Posted By: haemphyst
Date Posted: April 24, 2008 at 10:07 AM
DYohn is right, completely, except that iPods do not recognize .FLAC at all. They will ONLY recognize Apple Lossless (AAC lossless or .m4a) files.

If you use iTunes, you will ONLY get "near CD sound" (and BARELY that). The reason for this is because iTunes will only rip in compressed formats, and I believe that it will only rip .mp3 as high as 192K... GAH!!!! iTunes is also a bloated, resource-hogging, default-overtaking, security-hole-riddled POS. I highly recommend AGAINST it. And that is a recommendation from the IT guy in me, forget how I feel about it personally! Additionally, you MUST CHOOSE BETWEEN ONE MANAGER OR THE OTHER! iTunes will become the default on any computer you install it on, and will delete any files you have already transferred to your device.. iTunes SUCKS!

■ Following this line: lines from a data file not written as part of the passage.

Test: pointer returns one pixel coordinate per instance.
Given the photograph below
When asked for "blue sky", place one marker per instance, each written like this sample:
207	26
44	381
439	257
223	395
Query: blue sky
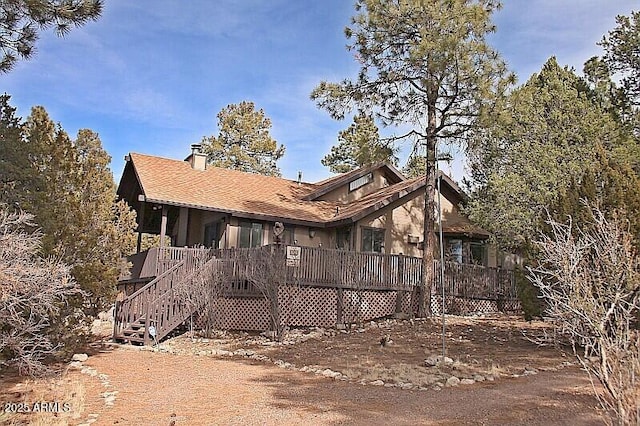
150	76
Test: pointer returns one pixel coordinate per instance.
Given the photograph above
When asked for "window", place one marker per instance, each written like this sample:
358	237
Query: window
361	181
211	235
289	234
373	240
477	253
250	235
454	251
343	238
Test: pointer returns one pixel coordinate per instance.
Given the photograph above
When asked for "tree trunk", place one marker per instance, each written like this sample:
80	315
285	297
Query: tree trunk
424	303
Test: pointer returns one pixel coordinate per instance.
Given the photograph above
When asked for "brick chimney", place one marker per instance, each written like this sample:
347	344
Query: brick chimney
197	159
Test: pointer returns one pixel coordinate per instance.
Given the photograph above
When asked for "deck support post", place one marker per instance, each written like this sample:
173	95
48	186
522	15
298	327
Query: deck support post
400	283
163	225
140	226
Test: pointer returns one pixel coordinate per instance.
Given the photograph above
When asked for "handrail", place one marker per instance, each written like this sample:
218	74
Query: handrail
154	281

If getting the Classic 160, (and ripping lossless) as I did, you'll be able to still get THOUSANDS of songs on it. I use all lossless ripping, (the largest footprint) and I have over 2500 songs right now, and I have used just over 32G. If you want true CD quality, you will have to use lossless formats, but this will relegate you to using YOUR deck, and no others (unless they also support lossless playback, like the Alpine W205).

How do I get my music, then? I use dBPoweramp with the .m4a lossless CODEC for ripping, and I use MediaMonkey for controlling the device. Both free, and FANTASTIC pieces of software, I highly recommend using them! (And donating, as I did, to help these guys and thank them for their work.)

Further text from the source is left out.